A ESCRITA DOMÉSTICA
Eu, quando menino, via meu pai escrevendo. Até que um dia lhe perguntei o que escrevia. Ele me respondeu que escrevia literatura. Grafo literatura, com minúscula, porque eu nunca achei, depois que meu pai morreu, nenhum escrito dele. Mas que os houve, houve. Prova disso foi que minha mãe os escondeu de mim. E eu perguntei a ela porque. Ela respondeu:
- Para que vocês os filhos trabalhassem e ganhassem o pão de cada dia.
Eu compreendi. Claro, vivi um tempo em que era difícil ganhar o meu salário. E valeu a pena trabalhar. Hoje tenho tudo, conforme diz a minha secretária, o que preciso e algo mais. E a mesma secretária diz: minha vida é excelente.

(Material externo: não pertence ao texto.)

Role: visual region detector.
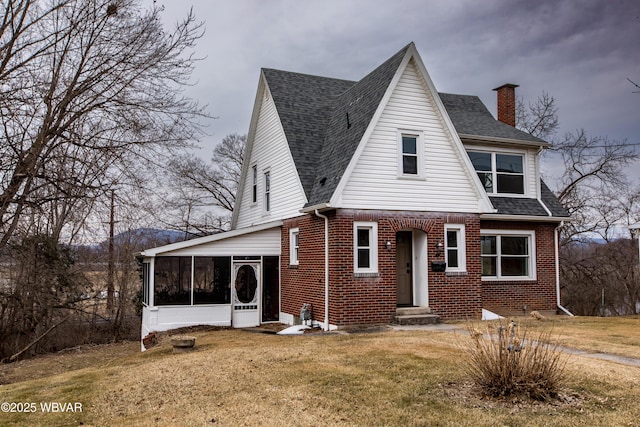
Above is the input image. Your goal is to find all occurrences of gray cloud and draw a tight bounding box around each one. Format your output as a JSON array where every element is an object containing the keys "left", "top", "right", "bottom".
[{"left": 158, "top": 0, "right": 640, "bottom": 182}]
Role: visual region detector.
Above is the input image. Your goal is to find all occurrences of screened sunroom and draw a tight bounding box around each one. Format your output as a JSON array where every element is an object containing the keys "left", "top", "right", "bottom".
[{"left": 138, "top": 222, "right": 282, "bottom": 350}]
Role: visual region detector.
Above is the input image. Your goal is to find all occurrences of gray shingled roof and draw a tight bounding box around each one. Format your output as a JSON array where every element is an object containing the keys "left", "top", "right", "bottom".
[
  {"left": 262, "top": 69, "right": 355, "bottom": 199},
  {"left": 489, "top": 180, "right": 569, "bottom": 218},
  {"left": 440, "top": 93, "right": 547, "bottom": 145},
  {"left": 263, "top": 44, "right": 568, "bottom": 217}
]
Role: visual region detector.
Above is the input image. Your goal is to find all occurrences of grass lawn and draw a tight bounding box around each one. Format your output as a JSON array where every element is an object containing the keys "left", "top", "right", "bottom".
[{"left": 0, "top": 317, "right": 640, "bottom": 426}]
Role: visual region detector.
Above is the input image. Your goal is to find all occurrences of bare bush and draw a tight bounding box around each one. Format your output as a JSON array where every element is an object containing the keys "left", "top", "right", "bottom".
[{"left": 461, "top": 321, "right": 566, "bottom": 401}]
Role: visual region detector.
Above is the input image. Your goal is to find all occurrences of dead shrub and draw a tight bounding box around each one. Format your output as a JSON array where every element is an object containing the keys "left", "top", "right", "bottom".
[{"left": 461, "top": 320, "right": 567, "bottom": 401}]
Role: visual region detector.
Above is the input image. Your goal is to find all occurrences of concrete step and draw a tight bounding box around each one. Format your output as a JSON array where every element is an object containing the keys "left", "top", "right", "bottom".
[
  {"left": 394, "top": 314, "right": 440, "bottom": 325},
  {"left": 396, "top": 307, "right": 431, "bottom": 316}
]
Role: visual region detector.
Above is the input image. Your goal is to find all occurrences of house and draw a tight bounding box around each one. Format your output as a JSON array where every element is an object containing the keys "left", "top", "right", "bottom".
[{"left": 139, "top": 43, "right": 569, "bottom": 344}]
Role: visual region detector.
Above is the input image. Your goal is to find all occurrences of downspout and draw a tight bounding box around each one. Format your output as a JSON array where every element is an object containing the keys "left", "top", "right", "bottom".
[
  {"left": 553, "top": 221, "right": 573, "bottom": 317},
  {"left": 315, "top": 209, "right": 329, "bottom": 331}
]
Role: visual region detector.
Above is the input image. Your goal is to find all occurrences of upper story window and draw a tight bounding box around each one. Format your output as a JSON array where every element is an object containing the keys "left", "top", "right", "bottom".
[
  {"left": 353, "top": 222, "right": 378, "bottom": 273},
  {"left": 444, "top": 224, "right": 467, "bottom": 271},
  {"left": 398, "top": 132, "right": 424, "bottom": 178},
  {"left": 251, "top": 165, "right": 258, "bottom": 203},
  {"left": 468, "top": 151, "right": 524, "bottom": 194},
  {"left": 264, "top": 171, "right": 271, "bottom": 212},
  {"left": 480, "top": 230, "right": 535, "bottom": 280},
  {"left": 289, "top": 227, "right": 300, "bottom": 265}
]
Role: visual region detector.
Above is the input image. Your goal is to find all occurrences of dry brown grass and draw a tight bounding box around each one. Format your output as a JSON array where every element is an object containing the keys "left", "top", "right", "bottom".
[
  {"left": 0, "top": 316, "right": 640, "bottom": 426},
  {"left": 460, "top": 320, "right": 568, "bottom": 401}
]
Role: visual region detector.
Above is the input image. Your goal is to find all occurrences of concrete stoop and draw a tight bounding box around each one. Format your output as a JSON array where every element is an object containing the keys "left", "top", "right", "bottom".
[{"left": 393, "top": 307, "right": 440, "bottom": 325}]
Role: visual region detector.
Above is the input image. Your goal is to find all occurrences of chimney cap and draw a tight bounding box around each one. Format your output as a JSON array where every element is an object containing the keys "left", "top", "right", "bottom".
[{"left": 492, "top": 83, "right": 520, "bottom": 90}]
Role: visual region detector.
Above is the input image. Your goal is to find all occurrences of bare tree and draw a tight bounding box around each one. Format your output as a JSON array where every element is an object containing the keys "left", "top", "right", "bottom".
[
  {"left": 161, "top": 133, "right": 247, "bottom": 235},
  {"left": 552, "top": 130, "right": 640, "bottom": 240},
  {"left": 0, "top": 0, "right": 203, "bottom": 250},
  {"left": 516, "top": 92, "right": 560, "bottom": 139},
  {"left": 0, "top": 0, "right": 207, "bottom": 362}
]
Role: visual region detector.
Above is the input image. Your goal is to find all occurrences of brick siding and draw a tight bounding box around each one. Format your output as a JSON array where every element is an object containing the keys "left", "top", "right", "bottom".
[{"left": 281, "top": 209, "right": 555, "bottom": 327}]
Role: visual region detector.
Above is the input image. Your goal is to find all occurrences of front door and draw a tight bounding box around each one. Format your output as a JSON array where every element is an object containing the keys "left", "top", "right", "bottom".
[
  {"left": 231, "top": 262, "right": 260, "bottom": 328},
  {"left": 396, "top": 231, "right": 413, "bottom": 306}
]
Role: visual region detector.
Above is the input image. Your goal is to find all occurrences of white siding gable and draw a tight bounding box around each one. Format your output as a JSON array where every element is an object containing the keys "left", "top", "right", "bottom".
[
  {"left": 234, "top": 85, "right": 307, "bottom": 228},
  {"left": 338, "top": 59, "right": 482, "bottom": 212}
]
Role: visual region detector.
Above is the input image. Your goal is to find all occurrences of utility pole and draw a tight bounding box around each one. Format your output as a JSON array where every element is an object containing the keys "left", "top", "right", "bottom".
[
  {"left": 629, "top": 226, "right": 640, "bottom": 263},
  {"left": 107, "top": 190, "right": 115, "bottom": 313}
]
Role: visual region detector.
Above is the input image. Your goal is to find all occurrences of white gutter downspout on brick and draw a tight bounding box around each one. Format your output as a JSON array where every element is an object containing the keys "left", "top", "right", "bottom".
[
  {"left": 553, "top": 221, "right": 573, "bottom": 317},
  {"left": 314, "top": 209, "right": 329, "bottom": 331}
]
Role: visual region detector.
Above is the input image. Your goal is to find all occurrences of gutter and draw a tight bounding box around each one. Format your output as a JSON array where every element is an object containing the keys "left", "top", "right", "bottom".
[
  {"left": 314, "top": 209, "right": 329, "bottom": 331},
  {"left": 480, "top": 214, "right": 571, "bottom": 223},
  {"left": 553, "top": 221, "right": 573, "bottom": 317}
]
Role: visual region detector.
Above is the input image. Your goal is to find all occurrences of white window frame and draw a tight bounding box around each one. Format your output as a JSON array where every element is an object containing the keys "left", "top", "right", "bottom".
[
  {"left": 251, "top": 163, "right": 258, "bottom": 205},
  {"left": 444, "top": 224, "right": 467, "bottom": 272},
  {"left": 262, "top": 169, "right": 273, "bottom": 214},
  {"left": 353, "top": 221, "right": 378, "bottom": 274},
  {"left": 480, "top": 230, "right": 537, "bottom": 282},
  {"left": 467, "top": 147, "right": 529, "bottom": 197},
  {"left": 397, "top": 129, "right": 425, "bottom": 180},
  {"left": 289, "top": 227, "right": 300, "bottom": 265}
]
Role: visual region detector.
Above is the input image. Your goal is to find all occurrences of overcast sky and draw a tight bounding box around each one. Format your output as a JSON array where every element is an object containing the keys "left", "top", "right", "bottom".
[{"left": 152, "top": 0, "right": 640, "bottom": 186}]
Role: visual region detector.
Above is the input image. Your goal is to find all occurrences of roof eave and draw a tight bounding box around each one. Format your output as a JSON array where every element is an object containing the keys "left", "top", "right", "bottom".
[
  {"left": 136, "top": 220, "right": 283, "bottom": 258},
  {"left": 458, "top": 133, "right": 551, "bottom": 148},
  {"left": 480, "top": 214, "right": 571, "bottom": 222}
]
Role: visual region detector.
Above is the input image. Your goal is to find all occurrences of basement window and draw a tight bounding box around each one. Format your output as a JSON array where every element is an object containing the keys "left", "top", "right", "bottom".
[
  {"left": 353, "top": 222, "right": 378, "bottom": 273},
  {"left": 289, "top": 227, "right": 300, "bottom": 265}
]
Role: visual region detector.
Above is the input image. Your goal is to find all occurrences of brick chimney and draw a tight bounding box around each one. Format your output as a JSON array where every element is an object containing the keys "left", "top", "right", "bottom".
[{"left": 494, "top": 83, "right": 518, "bottom": 127}]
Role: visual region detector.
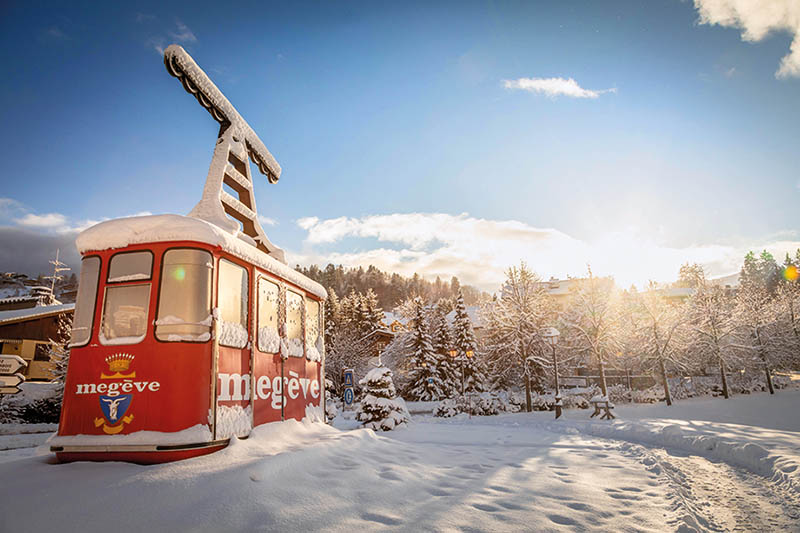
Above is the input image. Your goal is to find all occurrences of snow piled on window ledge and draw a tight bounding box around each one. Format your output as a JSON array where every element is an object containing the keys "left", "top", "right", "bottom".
[
  {"left": 258, "top": 326, "right": 281, "bottom": 353},
  {"left": 217, "top": 319, "right": 248, "bottom": 348}
]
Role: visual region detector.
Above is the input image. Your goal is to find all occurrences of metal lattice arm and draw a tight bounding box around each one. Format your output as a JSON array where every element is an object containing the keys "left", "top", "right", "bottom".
[{"left": 164, "top": 44, "right": 281, "bottom": 183}]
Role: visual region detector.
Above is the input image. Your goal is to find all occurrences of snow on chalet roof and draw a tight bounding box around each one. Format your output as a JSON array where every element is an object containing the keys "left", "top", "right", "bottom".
[
  {"left": 445, "top": 305, "right": 484, "bottom": 328},
  {"left": 0, "top": 304, "right": 75, "bottom": 325},
  {"left": 383, "top": 311, "right": 408, "bottom": 327},
  {"left": 75, "top": 215, "right": 328, "bottom": 299}
]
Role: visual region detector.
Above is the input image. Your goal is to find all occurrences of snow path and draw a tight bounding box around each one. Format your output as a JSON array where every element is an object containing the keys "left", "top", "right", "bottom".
[{"left": 0, "top": 412, "right": 800, "bottom": 533}]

E é mesmo excelente a minha vida. Hoje escrevo aqui e onde posso mais. Não com a intenção de me exibir. Estes que escrevem para dizer isso ou aquilo, como se o fizessem para aparecer, são parentes do pavão. Eu nem sei mesmo para que escrevo. Às vezes escrevo coisas belas, às vezes escrevo coisas tristes. E só. Um amigo me disse:
- Um dia destes você estoura no mercado.
O que ele queria dizer é que eu poderia ficar famoso. A minha primeira intenção porém não é essa. Eu não sei mesmo para que escrevo. Alguns dizem que fazem de fato Literatura. Eu chamo de Literatura o que faço. Mas chamo de Literatura sem me perder no dito de Drummond:
-"Duro, duro ofício de me expressar."
O grande poeta tinha o que dizer aos leitores. E quem sou sou perto dele? Isso eu digo:
- Devemos mesmo é ter senso crítico.
Esta expressão eu aprendi com um amigo, que me disse:
- Você tem senso crítico!
Ele me dizia isso a respeito de minha modéstia de sempre. Modéstia que eu considero uma qualidade. E que beira à humildade. E humildade é uma grande qualidade. E eu não sei se o sou. E tenho dito. E que Deus me abençoe. E que Deus nos abençoe.